Die steu­er­li­chen Ver­fah­ren betref­fend die Umsatz­steu­er­vor­anmel­dun­gen einer­seits und die Umsatz­steu­er­jah­res­er­klä­rung ande­rer­seits sind steu­er­recht­lich selbst­stän­dig und kön­nen sich zeit­lich über­schnei­den 2. Dabei löst die Fest­set­zung der Jah­res­um­satz­steu­er die Vor­aus­zah­lungs­fest­set­zun­gen für die zukünf­ti­ge sach­lich­recht­li­che Beur­tei­lung des Steu­er­an­spruchs ab, ohne aber die Steu­er­fest­set­zung für die Vor­anmel­dungs­zeit­räu­me auf­zu­he­ben oder zu ändern und ohne Aus­sa­gen über ihre mate­ri­el­le Rich­tig­keit zu tref­fen 3. Auch wird die Fäl­lig­keit rück­stän­di­ger Umsatz­steu­er­vor­aus­zah­lun­gen durch die Fäl­lig­keit eines sich even­tu­ell aus der Jah­res­er­klä­rung erge­ben­den Unter­schieds­be­trags zu Guns­ten des Finanz­amts nicht berührt (§ 18 Abs. 4 Satz 3 UStG). Auf der ande­ren Sei­te ist ein sich gege­be­nen­falls aus einer Umsatz­steu­er­vor­anmel­dung erge­ben­der Über­schuss nach Zustim­mung des Finanz­am­tes (§ 168 Satz 2 AO) als Erstat­tungs­be­trag ohne beson­de­ren Antrag aus­zu­zah­len; er ist nicht auf die Jah­res­er­klä­rung vor­zu­tra­gen 4.

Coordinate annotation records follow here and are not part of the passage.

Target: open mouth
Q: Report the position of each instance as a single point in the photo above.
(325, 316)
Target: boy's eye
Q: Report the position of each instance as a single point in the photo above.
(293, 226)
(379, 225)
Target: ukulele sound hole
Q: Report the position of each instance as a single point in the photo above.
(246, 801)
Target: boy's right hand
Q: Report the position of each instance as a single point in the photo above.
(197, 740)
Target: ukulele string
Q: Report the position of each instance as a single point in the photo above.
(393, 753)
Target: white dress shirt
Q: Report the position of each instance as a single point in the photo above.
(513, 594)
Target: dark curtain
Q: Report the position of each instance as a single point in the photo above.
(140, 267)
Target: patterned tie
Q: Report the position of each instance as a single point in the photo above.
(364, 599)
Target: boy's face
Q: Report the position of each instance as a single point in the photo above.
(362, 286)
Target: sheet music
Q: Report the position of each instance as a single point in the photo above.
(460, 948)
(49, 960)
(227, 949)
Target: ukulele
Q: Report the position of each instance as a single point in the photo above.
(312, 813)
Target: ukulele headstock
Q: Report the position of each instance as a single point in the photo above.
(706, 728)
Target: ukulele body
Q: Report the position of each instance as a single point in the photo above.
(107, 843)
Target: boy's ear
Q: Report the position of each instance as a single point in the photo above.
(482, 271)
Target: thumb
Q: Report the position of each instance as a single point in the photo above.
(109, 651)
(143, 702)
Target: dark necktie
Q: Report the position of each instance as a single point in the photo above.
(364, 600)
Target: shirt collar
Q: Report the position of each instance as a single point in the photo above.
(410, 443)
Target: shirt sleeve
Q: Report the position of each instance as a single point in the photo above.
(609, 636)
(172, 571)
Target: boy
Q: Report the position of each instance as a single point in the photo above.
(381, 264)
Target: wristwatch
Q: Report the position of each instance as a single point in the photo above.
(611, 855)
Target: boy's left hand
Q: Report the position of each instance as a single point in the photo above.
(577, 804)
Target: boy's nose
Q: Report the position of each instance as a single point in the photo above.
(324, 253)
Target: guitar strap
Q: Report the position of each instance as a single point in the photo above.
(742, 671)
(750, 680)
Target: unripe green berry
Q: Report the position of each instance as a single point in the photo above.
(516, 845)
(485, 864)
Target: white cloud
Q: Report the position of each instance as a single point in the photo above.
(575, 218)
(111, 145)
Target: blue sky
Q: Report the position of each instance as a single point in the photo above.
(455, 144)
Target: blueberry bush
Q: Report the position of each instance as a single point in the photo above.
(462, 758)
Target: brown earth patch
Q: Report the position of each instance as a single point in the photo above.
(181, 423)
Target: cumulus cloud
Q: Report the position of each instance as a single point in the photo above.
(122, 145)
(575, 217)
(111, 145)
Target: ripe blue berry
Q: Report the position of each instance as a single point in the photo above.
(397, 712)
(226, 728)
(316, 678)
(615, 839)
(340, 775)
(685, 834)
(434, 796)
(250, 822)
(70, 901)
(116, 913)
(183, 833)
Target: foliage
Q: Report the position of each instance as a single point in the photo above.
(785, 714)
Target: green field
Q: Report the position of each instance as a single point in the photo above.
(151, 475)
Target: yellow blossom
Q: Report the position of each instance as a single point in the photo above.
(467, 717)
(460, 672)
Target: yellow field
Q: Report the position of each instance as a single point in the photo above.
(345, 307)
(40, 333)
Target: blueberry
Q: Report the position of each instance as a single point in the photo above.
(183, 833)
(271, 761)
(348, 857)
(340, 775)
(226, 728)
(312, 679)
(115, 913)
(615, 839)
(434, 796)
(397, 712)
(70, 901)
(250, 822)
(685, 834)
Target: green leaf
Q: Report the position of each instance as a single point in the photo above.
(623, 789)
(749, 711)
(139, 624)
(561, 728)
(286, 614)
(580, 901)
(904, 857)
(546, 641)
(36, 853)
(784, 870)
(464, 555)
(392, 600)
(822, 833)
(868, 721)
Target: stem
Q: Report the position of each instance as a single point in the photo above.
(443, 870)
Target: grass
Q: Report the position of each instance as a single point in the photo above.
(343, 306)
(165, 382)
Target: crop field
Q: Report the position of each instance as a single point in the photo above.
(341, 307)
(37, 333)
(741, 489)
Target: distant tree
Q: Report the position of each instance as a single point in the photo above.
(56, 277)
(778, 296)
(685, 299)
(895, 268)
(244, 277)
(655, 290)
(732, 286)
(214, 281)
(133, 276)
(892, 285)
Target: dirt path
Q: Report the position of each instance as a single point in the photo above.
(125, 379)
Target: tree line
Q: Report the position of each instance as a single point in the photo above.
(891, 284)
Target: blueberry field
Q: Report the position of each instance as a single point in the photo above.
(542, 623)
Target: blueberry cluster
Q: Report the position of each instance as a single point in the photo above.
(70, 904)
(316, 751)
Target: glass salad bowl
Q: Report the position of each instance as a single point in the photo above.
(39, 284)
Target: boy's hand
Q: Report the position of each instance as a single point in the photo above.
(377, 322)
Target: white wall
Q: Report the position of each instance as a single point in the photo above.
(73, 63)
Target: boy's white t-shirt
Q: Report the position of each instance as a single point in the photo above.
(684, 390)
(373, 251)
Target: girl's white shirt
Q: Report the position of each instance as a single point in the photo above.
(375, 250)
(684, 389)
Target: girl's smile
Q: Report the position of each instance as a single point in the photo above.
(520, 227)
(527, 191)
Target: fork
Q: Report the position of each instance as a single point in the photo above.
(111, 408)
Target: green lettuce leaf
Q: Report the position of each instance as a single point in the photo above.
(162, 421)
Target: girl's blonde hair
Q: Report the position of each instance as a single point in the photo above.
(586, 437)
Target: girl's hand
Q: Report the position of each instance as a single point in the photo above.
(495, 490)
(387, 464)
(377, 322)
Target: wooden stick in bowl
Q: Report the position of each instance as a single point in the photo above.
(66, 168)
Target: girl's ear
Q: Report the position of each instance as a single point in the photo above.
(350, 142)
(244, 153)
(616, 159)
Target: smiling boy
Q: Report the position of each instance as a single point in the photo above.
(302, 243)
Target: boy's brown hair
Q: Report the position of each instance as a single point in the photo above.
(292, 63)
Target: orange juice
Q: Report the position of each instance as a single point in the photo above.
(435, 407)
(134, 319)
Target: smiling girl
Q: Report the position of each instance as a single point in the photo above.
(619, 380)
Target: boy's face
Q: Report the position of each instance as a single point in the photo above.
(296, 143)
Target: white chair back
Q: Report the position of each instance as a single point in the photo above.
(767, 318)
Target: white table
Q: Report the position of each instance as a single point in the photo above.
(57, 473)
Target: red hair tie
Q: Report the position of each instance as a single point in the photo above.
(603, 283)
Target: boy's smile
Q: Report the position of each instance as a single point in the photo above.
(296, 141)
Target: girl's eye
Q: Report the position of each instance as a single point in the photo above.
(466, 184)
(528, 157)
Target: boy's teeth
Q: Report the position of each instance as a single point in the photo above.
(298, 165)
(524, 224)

Auf­grund der ver­fah­rens­recht­li­chen Selbst­stän­dig­keit bei­der Arten von Steu­er­an­mel­dun­gen ent­bin­det die Abga­be wahr­heits­ge­mä­ßer Umsatz­steu­er­vor­anmel­dun­gen den Unter­neh­mer nicht von der Pflicht zur Abga­be einer Umsatz­steu­er­jah­res­er­klä­rung. Umge­kehrt lässt eine zutref­fen­de Umsatz­steu­er­jah­res­er­klä­rung die steu­er­recht­li­che Pflicht zur Ein­rei­chung noch aus­ste­hen­der Umsatz­steu­er­vor­anmel­dun­gen nicht ent­fal­len 5. Dies gilt selbst dann, wenn sich die Sum­me der Vor­aus­zah­lun­gen mit der Steu­er für den Besteue­rungs­zeit­raum deckt 6.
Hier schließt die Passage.